FDA catches Wockhardt U.S. plant using same spurious testing procedures as Indian plants

The FDA has lashed out at India's Wockhardt, saying a plant in the U.S. was using the same questionable drug-testing procedures that led the agency to ban two of Wockhardt's Indian plants last year. The observation is one of a dozen cited in a Form 483 the FDA has issued to Wockhardt's Morton Grove Pharmaceuticals plant, a facility that has been helping prop up Wockhardt in the face of bans on the Indian plants.

Wockhardt acknowledged last week that it received the Form 483 for the plant about 40 miles northwest of Chicago but gave no details about the problems the FDA found. The FDA has now posted the document, showing it ran an inspection that went on for 17 days in January, February and March. The Form 483 criticizes the facility for unsanitary conditions and poor employee sanitation, but much of the report focuses on the "the continued uncontrolled use of 'trial' injections during chromatographic testing to release drug products and monitor stability of drug products after this practice was cited in warning letters issued to two other Wockhardt facilities."
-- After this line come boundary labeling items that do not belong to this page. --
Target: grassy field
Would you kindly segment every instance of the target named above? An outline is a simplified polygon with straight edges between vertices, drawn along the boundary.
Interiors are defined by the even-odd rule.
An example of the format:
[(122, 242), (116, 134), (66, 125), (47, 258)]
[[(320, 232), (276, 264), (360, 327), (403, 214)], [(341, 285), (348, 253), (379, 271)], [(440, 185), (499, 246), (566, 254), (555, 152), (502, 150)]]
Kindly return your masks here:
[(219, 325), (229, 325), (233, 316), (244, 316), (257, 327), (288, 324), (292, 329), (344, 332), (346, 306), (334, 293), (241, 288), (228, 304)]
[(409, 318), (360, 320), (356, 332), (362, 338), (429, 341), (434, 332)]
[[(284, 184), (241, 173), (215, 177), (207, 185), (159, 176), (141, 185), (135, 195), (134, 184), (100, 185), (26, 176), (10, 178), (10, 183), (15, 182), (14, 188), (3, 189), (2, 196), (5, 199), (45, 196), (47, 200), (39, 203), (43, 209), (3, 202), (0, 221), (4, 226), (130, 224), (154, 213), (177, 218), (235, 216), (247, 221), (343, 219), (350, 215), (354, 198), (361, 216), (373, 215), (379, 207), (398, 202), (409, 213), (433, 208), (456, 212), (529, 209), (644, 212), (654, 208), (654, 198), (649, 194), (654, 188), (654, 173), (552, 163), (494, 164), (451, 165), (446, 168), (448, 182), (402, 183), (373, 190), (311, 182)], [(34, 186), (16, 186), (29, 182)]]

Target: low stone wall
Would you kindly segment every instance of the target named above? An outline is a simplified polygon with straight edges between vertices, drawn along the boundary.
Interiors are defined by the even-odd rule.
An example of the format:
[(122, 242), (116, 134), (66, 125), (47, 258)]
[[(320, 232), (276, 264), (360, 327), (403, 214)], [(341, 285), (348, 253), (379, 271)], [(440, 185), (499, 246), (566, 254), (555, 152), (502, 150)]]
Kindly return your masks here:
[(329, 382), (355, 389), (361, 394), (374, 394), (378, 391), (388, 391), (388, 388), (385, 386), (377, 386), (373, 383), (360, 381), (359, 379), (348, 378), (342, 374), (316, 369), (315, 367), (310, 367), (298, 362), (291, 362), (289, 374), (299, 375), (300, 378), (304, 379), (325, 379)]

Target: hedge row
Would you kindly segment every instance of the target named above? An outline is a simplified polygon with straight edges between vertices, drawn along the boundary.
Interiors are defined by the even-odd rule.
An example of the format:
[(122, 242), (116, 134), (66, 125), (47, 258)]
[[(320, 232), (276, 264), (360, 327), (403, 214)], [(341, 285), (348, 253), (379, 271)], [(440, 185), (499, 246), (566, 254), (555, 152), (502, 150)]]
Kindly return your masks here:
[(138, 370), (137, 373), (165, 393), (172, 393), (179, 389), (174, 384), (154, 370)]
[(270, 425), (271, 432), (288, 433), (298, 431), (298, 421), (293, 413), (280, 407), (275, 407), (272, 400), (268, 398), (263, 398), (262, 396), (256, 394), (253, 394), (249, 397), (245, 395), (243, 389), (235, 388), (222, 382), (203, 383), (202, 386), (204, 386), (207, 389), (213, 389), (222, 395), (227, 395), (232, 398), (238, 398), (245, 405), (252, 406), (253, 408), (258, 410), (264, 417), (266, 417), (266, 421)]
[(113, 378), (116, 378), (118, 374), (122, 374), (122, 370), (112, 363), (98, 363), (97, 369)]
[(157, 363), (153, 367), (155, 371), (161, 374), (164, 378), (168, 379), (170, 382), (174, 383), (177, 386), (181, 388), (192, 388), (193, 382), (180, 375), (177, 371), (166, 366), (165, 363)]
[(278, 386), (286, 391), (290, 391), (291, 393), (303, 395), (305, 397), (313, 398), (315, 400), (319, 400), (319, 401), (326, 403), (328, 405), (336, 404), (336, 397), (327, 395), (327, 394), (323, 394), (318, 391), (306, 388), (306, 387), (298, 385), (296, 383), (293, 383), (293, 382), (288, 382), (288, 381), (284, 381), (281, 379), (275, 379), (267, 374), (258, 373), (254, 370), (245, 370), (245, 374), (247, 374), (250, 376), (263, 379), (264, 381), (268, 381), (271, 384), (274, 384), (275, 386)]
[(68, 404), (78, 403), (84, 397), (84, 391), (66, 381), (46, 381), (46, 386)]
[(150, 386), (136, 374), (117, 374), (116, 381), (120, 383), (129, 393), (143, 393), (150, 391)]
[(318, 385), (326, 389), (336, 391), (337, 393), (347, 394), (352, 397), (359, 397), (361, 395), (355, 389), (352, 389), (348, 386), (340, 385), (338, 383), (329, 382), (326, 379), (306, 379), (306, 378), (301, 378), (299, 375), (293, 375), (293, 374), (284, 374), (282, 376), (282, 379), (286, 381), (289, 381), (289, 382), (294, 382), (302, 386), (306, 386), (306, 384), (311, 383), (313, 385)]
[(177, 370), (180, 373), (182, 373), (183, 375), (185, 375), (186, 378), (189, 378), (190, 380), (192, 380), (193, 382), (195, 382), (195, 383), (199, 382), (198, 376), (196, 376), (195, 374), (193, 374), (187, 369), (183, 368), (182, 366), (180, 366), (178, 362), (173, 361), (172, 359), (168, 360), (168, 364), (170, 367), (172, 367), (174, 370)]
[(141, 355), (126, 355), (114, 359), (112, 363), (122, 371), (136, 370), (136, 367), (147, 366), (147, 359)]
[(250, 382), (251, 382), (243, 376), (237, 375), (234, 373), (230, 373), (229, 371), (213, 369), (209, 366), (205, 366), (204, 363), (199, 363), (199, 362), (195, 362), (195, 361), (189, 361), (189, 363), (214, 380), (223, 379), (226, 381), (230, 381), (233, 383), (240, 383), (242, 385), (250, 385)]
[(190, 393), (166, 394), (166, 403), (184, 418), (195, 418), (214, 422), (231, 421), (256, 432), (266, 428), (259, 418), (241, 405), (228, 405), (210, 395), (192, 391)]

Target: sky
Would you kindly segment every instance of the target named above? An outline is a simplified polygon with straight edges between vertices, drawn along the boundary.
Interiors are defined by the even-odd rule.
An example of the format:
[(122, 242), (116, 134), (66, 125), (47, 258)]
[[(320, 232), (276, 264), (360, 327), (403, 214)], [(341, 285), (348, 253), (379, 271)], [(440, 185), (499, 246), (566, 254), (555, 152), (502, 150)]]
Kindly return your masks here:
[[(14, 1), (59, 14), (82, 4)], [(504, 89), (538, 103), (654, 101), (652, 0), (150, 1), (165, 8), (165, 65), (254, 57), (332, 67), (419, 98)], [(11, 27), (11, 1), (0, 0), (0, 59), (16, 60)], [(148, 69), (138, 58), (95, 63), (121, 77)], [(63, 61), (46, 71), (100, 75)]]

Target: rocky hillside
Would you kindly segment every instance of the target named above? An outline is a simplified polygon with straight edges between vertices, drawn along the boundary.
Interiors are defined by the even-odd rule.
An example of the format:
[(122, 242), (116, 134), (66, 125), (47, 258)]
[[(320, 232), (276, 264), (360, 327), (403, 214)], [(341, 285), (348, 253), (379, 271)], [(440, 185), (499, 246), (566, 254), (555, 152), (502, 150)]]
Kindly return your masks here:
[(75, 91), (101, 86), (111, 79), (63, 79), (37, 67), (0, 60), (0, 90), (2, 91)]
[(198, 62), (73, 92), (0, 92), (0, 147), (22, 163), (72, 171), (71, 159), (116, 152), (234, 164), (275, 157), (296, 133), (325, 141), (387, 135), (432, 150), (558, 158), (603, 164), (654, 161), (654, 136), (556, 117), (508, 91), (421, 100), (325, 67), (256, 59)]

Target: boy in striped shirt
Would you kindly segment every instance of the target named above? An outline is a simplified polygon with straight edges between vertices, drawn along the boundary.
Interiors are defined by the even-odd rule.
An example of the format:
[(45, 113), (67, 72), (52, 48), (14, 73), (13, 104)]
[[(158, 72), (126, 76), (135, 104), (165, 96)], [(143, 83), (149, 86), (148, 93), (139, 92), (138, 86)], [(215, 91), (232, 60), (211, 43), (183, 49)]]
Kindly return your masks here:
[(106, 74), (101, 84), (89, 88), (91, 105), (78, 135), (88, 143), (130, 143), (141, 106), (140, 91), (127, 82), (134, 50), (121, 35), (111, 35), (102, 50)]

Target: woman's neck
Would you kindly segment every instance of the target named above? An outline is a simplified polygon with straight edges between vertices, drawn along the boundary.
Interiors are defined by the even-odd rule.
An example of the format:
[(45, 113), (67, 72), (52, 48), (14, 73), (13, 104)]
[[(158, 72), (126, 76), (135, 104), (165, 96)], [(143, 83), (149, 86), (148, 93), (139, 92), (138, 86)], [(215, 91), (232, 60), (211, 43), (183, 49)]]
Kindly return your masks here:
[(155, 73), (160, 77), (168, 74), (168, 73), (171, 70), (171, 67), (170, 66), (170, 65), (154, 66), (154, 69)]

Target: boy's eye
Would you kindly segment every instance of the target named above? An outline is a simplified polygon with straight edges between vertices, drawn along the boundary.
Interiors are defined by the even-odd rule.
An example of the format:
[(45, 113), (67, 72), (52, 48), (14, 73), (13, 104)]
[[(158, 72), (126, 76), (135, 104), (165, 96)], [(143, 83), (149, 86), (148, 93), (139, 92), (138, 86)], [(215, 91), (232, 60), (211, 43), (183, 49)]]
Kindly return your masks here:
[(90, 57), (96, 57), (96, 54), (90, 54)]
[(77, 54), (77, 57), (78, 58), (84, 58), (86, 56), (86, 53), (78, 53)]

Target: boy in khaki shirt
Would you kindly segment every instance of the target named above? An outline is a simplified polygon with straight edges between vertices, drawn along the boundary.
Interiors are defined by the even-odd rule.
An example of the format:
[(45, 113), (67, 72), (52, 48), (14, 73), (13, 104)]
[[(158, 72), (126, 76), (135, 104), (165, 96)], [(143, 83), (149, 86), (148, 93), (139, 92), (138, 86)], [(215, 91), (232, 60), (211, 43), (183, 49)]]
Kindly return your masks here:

The Indian plants were banned in part because the FDA said Wockhardt was testing "trial samples" of some drugs, then linking results from those to official samples that had not met test requirements. While the company told the FDA that the trial injections at the Morton Grove plant were for "informational use only," the FDA said it is unclear how the company used the data because it was not officially recorded and there was no audit trail. And, like at the Indian plants, Morton Grove allows unfettered access to computers by analysts, meaning that data could be tampered with by virtually anyone there.

Additionally, the documents said that the quality-control unit lacks authority to review production records to assure that no errors have occurred and fully investigate errors that have occurred. It said out-of-spec problems were tracked only through emails and problems were not thoroughly investigated. It said one out-of-spec test was blamed on overheated suspension/agar, when other data showed no overheating problem occurred.

On the sanitation side of things, stagnant, moldy water was found standing in a drain of a basin below a hand dryer, while a worker was seen entering the manufacturing area without first washing and sanitizing his hands.

Wockhardt Managing Director Murtaza Khorakiwala

The U.S. plant reportedly generates about half of Wockhardt's U.S. sales and is key since the FDA last year banned plants in Chikalthana and Wajul for many of the same problems. The U.K. has also banned most of the drugs coming out of Wockhardt's plant in Chikalthana. The facility generated about $230 million a year in U.S. sales for Wockhardt before the ban. The U.S. has been the company's largest market and accounted for about 43% of its revenues. Wockhardt has already said the ban at its Waluj plant could cost it $100 million in lost revenues.

Wockhardt's managing director, Murtaza Khorakiwala, told analysts at a briefing last week that it did not view the inspection of the U.S. plant as being particularly "negative" and that the company had responded to all of the FDA's concerns.